The end of the beginning occured on Super Tuesday.  Is the morning after Hillary's defeat in Wisconsin the beginning of the end for her campaign for the nomination?  Sure, there are plenty of sharp objects remaining to be thrown, 527's to crank up and two debates which may turn rancorous with nasty surprises but the narrative of Hillary's demise is taking hold in the public perception, the media, and, one assumes, in the minds of her institutional supporters:

Please allow me a dose of hardened market realism concerning Obama's landslide victory in Wisconsin. The race is over. Hillary is finished. The Clinton Restoration is over. President Bill Clinton's political invincibility is over. Hillary's electability is over.

Obama got to the far Left faster than she did. He out organized her in the precincts. He out fundraised her. He out speechified her. He out-hustled her. He out-dressed her. He out-presidentialed her. He outdid her and he outbid her for votes, one promised government check at a time.

A 15-point margin in Wisconsin is incredible. Wisconsin is a lot like Ohio except for the wacko ultra-Left Madison college population, which is even worse that Columbus's Ohio State. But there are so many campuses in Ohio that will go for Obama that it is no matter. Think faculty voters, grimly determined for a left-wing takeover of America " from the bottom up" to use the former Saul Alinsky community organizer's phrase. As goes Wisconsin, so goes Ohio.

Larry Kudlow - It Is Over The National Review 20 Feb 08

And the evidence?  It is presented most compellingly by the performance of her own campaign, one of the few 'executive' projects she has had in recent public life in spite of her much-vaunted 'experience:'

Some of these mistakes, some of these leaks, some of this infighting, and some of this desperation are the inevitable outcome of a campaign behind the eight ball. Clinton's operation looked a lot more disciplined when she was the prohibitive front-runner. But explanations are not excuses, and it's growing increasingly hard for Clinton to argue that her experience and electoral discipline set her apart when the largest organization she's ever run--this campaign--is listing so badly and exhibiting a reality so far from the rhetoric. In her speech tonight, Clinton launched her broadside against Obama by saying that "while words matter, the best words in the world aren't enough unless you match them with action." The problem for her is that Obama has matched his words with actions, fulfilled his promises with votes. It's her campaign that rests on an increasingly precarious foundation of words and that needs to demonstrate results to match its rhetoric.

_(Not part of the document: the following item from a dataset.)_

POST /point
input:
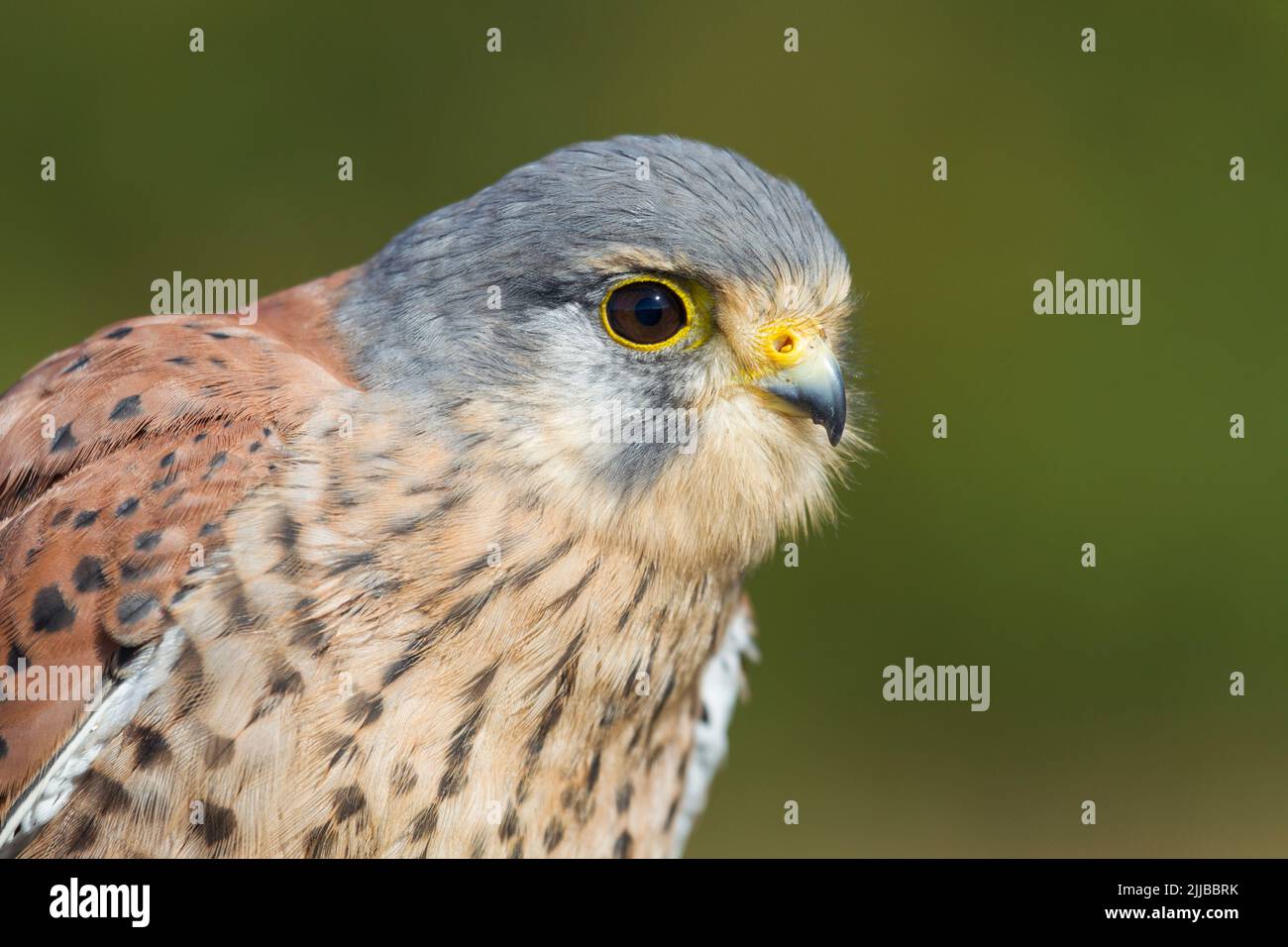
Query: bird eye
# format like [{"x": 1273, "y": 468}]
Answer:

Ezra Klein - The Underperformer The American Prospect 20 Feb 08

Well, you say, never count the Clintons out.  And you are right, the 'Comeback Kids' are going to fight tenaciously and determinedly to the bitter end, or at least through to Pennsylvania, and perhaps beyond.  But there is an evocative historical analogy for the events of last night which perhaps captures some of the symbolism of the Greek tragedy which is playing itself out before our very eyes:

With this Wisconsin iceberg now slamming into the Clinton campaign, I'm reminded of the scene in Cameron's Titanic where the ship's designer rushes to the bridge, unrolls the construction plans, and informs the Captain that despite the small shudder of the impact and the normal feeling on the bridge, the great ship is doomed. They're unrolling the plans tonight in Hillaryland. They'll be vicious infighting about various desperate Hail Mary plans -- like today's foolish trial balloon about trying to steal committed Obama delegates -- and lots of scapegoating top Clinton campaign officials. The former President will go ape, find a microphone, and embarrass himself somewhere in Texas or Ohio. But like water rushing into the Titanic's hull, the forces now flowing hard against the Hillary Clinton campaign are furious and the die is cast.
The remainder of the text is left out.